Pero más allá de las nubes y del espacio donde los astros giran, en el alcázar donde Dios reúne a sus escogidos, Álvaro, el ermitaño de Rotah el Yehud reina eternamente. Y los ángeles cuando pasan junto a él cantan con melodioso acento como el día en que murió.
— Sea Dios ensalzado en sus santos. Loor a Álvaro que alcanzó la mayor victoria, porque supo triunfar de sí mismo.
Edición: Pilar Vega Rodríguez
FUENTE
H.
La Verdad: diario de la mañana (Santander) Año III Número 869, 16 de diciembre de 1885. p.1. También publicado en “La Ilustración Católica”, año II, 19 abril 1891.
NOTAS
[1] 'Umar Ibn Hafsun, cfr. Carlos Soler y Arqués, Huesca monumental: ojeada sobre su historia gloriosa, Huesca, Jacobo M. Pérez, 1861.

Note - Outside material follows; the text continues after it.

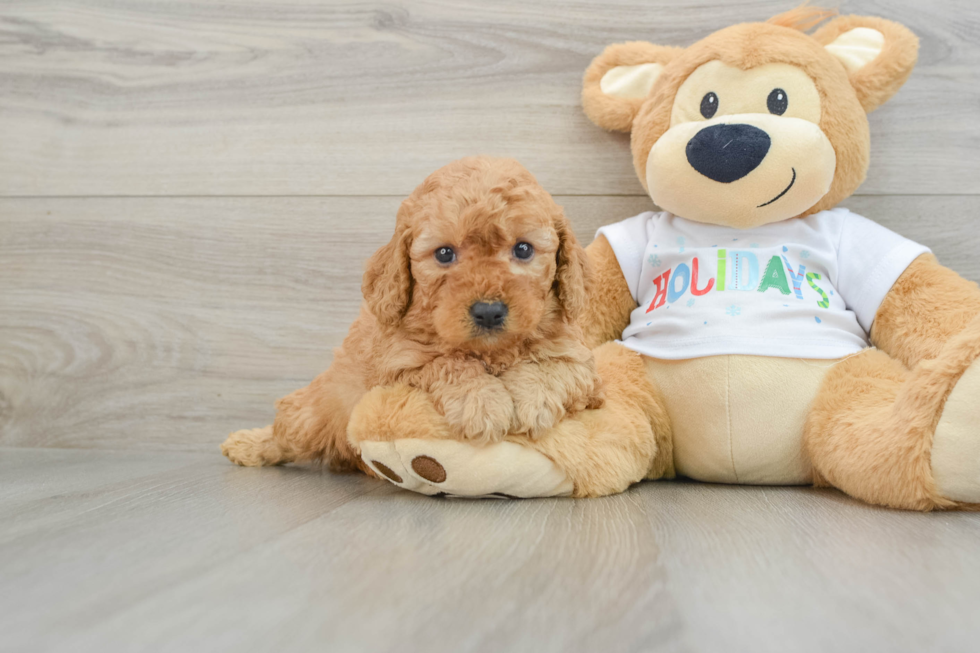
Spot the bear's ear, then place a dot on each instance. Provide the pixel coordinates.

[2] Rota- el-Yehud, “Roda de los Judíos”, actual Roda de Isábena, en Huesca. Perteneció al obispado de Lérida: Cfr. Carlos Romey, Historia de España, Barcelona, Bergnes, 1839, p. 383.
[3] Este castillo, construido sobre una fortaleza romana, en un promontorio, fue destrozado en 906 y no se reconstruyó nunca.
[4] Walí: o [wali] gobernador.
[5] Almondhir: Al-Mundir, sexto emir independiente de Al-Ándalus. Muere en 888.
[6] Isabana o Isábena: río que establece una frontera natural entre Aragón y Cataluña.
[1] Añafil: 1. m. Trompeta recta morisca de unos 80 cm de longitud, que se usó también en Castilla. (Diccionario de la lengua española, RAE).